Deveu-se a Emílio Maria da Costa a iniciativa de sensibilizar as elites torrienses de então para a necessidade de se criar um corpo de bombeiros neste concelho.
Natural de Santarém, onde nasceu em 10 de Junho de 1865, e cabeleireiro de profissão, era proprietário em Torres Vedras de “uma barbearia na rua Paiva de Andrada, frente ao actual Café Império, sendo a sua clientela constituída por elementos da melhor sociedade da época”.
Emílio Costa tinha experiência como bombeiro, pois, antes de da sua vinda para Torres Vedras, pertenceu à Corporação dos Bombeiros Voluntários de Santarém(7).”Tanta propaganda fez sobre o assunto, tanto maçou o bichinho do ouvido dos seus clientes e amigos que organizou uma Comissão” para fundar uma associação de bombeiro (8).
Torna-se pela primeira vez pública a existência de tal comissão em 26 de Abril de 1903 quando, num artigo do jornal “Folha de Torres Vedras” é feita “referência a uma petição com grande número de assinaturas, destinada a ser entregue às companhias de seguros e cujo fim procuraria avaliar as possibilidades de comparticipação das mesmas, caso se formasse uma corporação de Bombeiros” (9).
No dia seguinte, 27 de Abril, é distribuído pela população torriense um aviso convocando para uma reunião, marcada para as “8 horas da noite no salão-theatro do Grémio Artístico-Commercial” (10).
Esse documento era subscrito por Theodoro da Cunha, José Maria de Miranda, João Guimarães Júnior, José Joaquim de Miranda e Júlio Vieira.
Theodoro da Cunha era notário da Comarca e tinha sido o primeiro director do jornal “Folha de Torres Vedras”, vivendo na vila e com a idade de 35 anos:

José Maria de Miranda era farmacêutico em Torres Vedras e tinha 44 anos.
João Guimarães Júnior era um conceituado comerciante da vila, então com 51 anos.
José Joaquim de Miranda era um proprietário agrícola da vila com 34 anos.
Júlio Vieira era o mais jovem e também, na actualidade, o mais conhecido de todos, então no início da sua vida social. Tinha apenas 27 anos, era comerciante e editor e administrador do jornal “Folha de Torres Vedras”(11).

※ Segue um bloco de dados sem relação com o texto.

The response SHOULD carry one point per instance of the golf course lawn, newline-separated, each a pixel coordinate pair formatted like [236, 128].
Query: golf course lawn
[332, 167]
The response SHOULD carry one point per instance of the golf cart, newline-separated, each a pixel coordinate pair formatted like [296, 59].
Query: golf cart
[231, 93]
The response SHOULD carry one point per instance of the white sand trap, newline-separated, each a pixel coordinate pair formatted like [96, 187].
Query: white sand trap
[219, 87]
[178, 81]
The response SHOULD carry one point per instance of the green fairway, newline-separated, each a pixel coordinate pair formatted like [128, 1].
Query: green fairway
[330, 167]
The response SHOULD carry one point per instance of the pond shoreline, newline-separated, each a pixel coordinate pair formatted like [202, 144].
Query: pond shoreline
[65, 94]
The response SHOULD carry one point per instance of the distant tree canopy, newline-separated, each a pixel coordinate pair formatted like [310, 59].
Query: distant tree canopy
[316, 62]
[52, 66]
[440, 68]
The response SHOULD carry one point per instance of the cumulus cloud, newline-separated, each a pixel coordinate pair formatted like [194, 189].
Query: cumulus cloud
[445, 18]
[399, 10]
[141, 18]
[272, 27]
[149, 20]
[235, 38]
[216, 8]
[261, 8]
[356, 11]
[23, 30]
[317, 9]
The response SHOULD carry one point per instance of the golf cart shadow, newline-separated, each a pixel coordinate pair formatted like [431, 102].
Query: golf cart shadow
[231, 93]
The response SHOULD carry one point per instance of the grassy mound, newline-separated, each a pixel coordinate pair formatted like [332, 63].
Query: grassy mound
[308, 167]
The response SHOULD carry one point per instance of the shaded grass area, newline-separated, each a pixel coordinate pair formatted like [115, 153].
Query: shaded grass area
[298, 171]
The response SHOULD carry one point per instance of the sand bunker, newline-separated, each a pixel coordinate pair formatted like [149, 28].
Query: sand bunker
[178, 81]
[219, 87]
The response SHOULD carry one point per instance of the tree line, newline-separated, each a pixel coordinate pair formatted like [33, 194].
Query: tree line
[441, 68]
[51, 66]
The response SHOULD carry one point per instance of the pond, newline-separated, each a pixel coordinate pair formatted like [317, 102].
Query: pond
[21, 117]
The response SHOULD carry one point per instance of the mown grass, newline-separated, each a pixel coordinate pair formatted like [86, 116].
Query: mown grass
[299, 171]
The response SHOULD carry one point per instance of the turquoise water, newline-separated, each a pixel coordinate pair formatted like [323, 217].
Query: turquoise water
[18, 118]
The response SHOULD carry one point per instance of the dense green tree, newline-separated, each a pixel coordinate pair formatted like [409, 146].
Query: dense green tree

Aquela assembleia, presidida por Joaquim José de Bastos, vice-presidente da Câmara, reuniu cerca de 150 pessoas e dela saíram três subcomissões destinadas a criar condições para a formação de um associação de bombeiros.
A cada uma foram atribuídas tarefas distintas: uma destinava-se à angariação de donativos (dr. Aleixo Cesário de Sousa Ferreira, António Agostinho da Silva Henriques, presidente da câmara, Manuel Francisco Marques, dr. Francisco de Carvalho Martins e Manuel José de Paula Guimarães) ; outra à elaboração dos estatutos (Theodoro da Cunha, Júlio Vieira e José Maria de Miranda); a terceira à “organização de festejos e diversões destinadas a criar receitas” (José Joaquim de Miranda, João Ferreira Guimarães Júnior, José Pedro Lopes, José Augusto Cabral, José Rodrigues, José Maria de Almeida Trigueiros e Emílio Maria da Costa)(12).
Dos 17 membros dessa “grande comissão”(13), 16 viviam na vila, 11 pertenciam ao sector terciário (5 comerciantes, 1 barbeiro, 1 escrivão de direito, 1 farmacêutico, 1 advogado, 1 conservador e 1funcionário público), 5 eram proprietários e 1 pertencia ao sector secundário ( 1 alfaiate ).
Pouco mais de metade, 9, tinham menos de 36 anos. As tradicionais elites políticas estavam aqui bem representadas, sendo significativa a presença de personalidades ligadas ao Partido Regenerador, em número de 6, contra apenas duas do Partido Progressista.
Era, contudo, esmagadora a presença de personalidades sem opção política até então conhecida, em número de 9. Destes, em breve, quase metade vai aderir à República.
Através da composição dessa comissão anuncia-se uma recomposição da elite local que tradicionalmente participava neste tipo de iniciativas, quer pela juventude da maior parte deles, quer pelo estatuto social urbano esmagadoramente dominante e renovado pela presença de profissões geralmente marginalizadas da vida social, como as de alfaiate e de barbeiro .
Se é verdade que nela encontramos as mais destacadas figuras que representavam as tradicionais tendências políticas, como o Dr. Aleixo Cesário de Sousa Ferreira, advogado, líder concelhio do Partido Regenerador, ou Manuel Francisco Marques, proprietário, líder local do Partido Progressista, também é verdade que encontramos duas das figuras que vão marcar as novas tendências políticas que se desenvolverão no princípio do século: Júlio Vieira, então apenas com 27 anos, que se destacará em breve como um dos mais dinâmicos propagandistas do ideário republicano e Mário Galrão, então também um jovem de 29 anos, que em breve vai liderar localmente o recém criado Partido Regenerador-Liberal (“Franquista”), e, futuramente, vai ser um dos mais destacados líderes monárquicos anti-republicanos.
Mas uma outra realidade que se afirma com a composição desta comissão é a forte componente regionalista que, ao longo da história local da primeira metade do século XX, se sobrepõe às clivagens políticas, sociais e geracionais quando se trata de construir algo para o bem da comunidade.
Foi este espírito que, desde o princípio, esteve presente nos destino da Associação de Bombeiros Voluntários de Torres Vedras.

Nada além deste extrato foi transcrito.